Tribune-Review contributing writer Andrew Conte.

Just for fun, I recently created a video of my beach vacation, posted it to Facebook and shared it with the world.

The entire production process took about 30 seconds and I reached hundreds of my “friends” online.

Doing the same thing 20 years ago, when I was in journalism school, would have taken far longer, moving images from one analog tape to another with a large and expensive editing bay. Sharing my work with the world? Almost impossible.

As we celebrate the 10th anniversary of the iPhone this summer , it’s worth taking some time to reflect on how quickly our world keeps changing — and considering whether we’re capable of keeping up.

Back in 2007, Sree Sreenivasan, who is now the chief digital officer for New York City, was asked to predict the technology we would be using today .

He started out by compiling a list of all the technology that did not exist even 10 years before that. The list included a number of innovations that most of us could not live without today — GPS, HDTV, text messaging, cable modems, Google, Facebook, USB flash drives, Xbox. It also featured some that few people would consider essential today, such as Myspace.

Without being too specific, Sreenivasan came pretty close to identifying where we are: “What I do know is that technology will continue to get cheaper, faster and better in the years ahead.
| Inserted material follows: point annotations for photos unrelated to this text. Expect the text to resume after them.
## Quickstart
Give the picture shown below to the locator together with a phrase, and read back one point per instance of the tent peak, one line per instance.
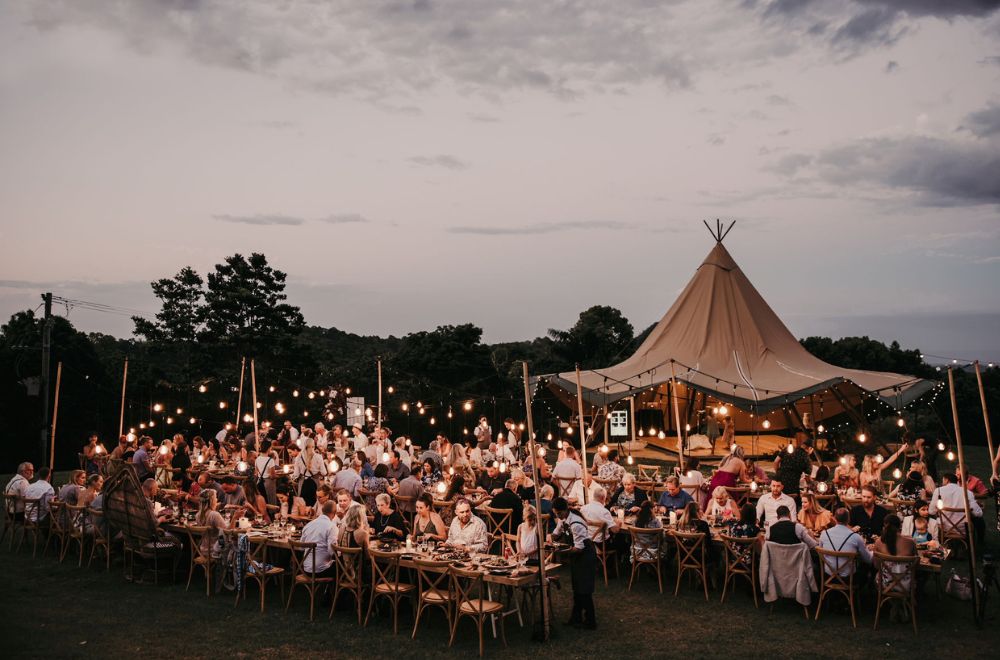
(718, 234)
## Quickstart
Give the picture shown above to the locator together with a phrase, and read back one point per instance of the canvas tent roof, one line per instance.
(724, 340)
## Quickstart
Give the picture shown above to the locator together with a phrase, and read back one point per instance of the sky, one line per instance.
(510, 163)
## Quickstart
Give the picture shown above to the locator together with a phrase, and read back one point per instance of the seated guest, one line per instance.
(467, 531)
(920, 526)
(388, 524)
(508, 499)
(490, 480)
(673, 498)
(767, 505)
(722, 505)
(868, 518)
(600, 522)
(233, 494)
(42, 491)
(842, 538)
(628, 497)
(321, 532)
(786, 532)
(427, 523)
(813, 515)
(16, 488)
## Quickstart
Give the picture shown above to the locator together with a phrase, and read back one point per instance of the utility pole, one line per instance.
(46, 369)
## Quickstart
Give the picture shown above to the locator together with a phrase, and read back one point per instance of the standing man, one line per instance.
(572, 529)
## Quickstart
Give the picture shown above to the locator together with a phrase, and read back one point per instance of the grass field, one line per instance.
(58, 610)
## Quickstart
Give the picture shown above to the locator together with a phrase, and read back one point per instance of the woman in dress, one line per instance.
(427, 524)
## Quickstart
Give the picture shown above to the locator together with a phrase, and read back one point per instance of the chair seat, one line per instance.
(394, 587)
(305, 579)
(477, 605)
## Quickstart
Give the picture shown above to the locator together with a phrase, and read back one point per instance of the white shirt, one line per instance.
(567, 468)
(16, 487)
(43, 491)
(320, 531)
(596, 515)
(472, 535)
(951, 496)
(767, 506)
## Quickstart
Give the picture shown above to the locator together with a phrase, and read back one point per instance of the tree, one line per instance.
(245, 307)
(182, 309)
(600, 336)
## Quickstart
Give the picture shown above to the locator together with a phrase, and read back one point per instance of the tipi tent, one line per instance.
(728, 347)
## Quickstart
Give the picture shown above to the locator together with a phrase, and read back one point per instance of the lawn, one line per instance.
(51, 609)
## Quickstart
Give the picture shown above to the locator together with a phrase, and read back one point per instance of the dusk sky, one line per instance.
(417, 163)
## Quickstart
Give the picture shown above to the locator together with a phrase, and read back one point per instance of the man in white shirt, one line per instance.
(16, 488)
(767, 505)
(597, 516)
(349, 478)
(467, 531)
(321, 532)
(42, 491)
(949, 496)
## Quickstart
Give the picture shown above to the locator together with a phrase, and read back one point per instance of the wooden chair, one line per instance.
(32, 507)
(899, 584)
(600, 536)
(952, 528)
(74, 519)
(258, 570)
(690, 557)
(100, 537)
(472, 601)
(349, 576)
(497, 524)
(57, 530)
(386, 584)
(200, 558)
(432, 590)
(741, 561)
(645, 551)
(830, 563)
(301, 553)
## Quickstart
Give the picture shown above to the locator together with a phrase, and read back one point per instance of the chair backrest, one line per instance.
(646, 543)
(469, 590)
(432, 575)
(835, 561)
(348, 564)
(897, 573)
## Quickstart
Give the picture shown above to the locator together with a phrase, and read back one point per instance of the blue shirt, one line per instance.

But with that will come more dangers — from cybercrime to loss of privacy.”

What’s truly frightening is that 2007 might have been just the tipping point for technological accelerations.

Rapid change affects the ways we consume news and information, how we interact, our use of natural resources and the broad reach of individual humans. We can use that change for better or worse, as New York Times columnist Thomas Friedman points out in his November 2016 book, “Thank You for Being Late.”

“What one person — one single, solitary person — can now do constructively and destructively is also being multiplied to a new level,” Friedman writes.

For journalists and media consumers, these exponential growths should be inspiring. The disruptions obviously are painful — in job losses, particularly. But this period of journalism also holds great potential for the future.

One could argue that we sit on the cusp of journalism’s greatest age, as Peter Herford, one of my former journalism professors at Columbia University, recently posted on Facebook.

“There is more investigative journalism being practiced today than ever before,” he said, “yes with fewer resources than when the behemoths of journalism were at work, but collectives, cooperatives and the worldwide reach of the internet and social media have multiplied the power of journalists.”

Mistakes will be made, and not every news outlet will find success.

We still need to find ways for journalists to make money.

Undoubtedly, the end product will look different than it has for the past half-century.

But journalism today reaches more audiences, engages them in meaningful new ways and has more impact than ever.

Andrew Conte is the director of the Center for Media Innovation at Point Park University.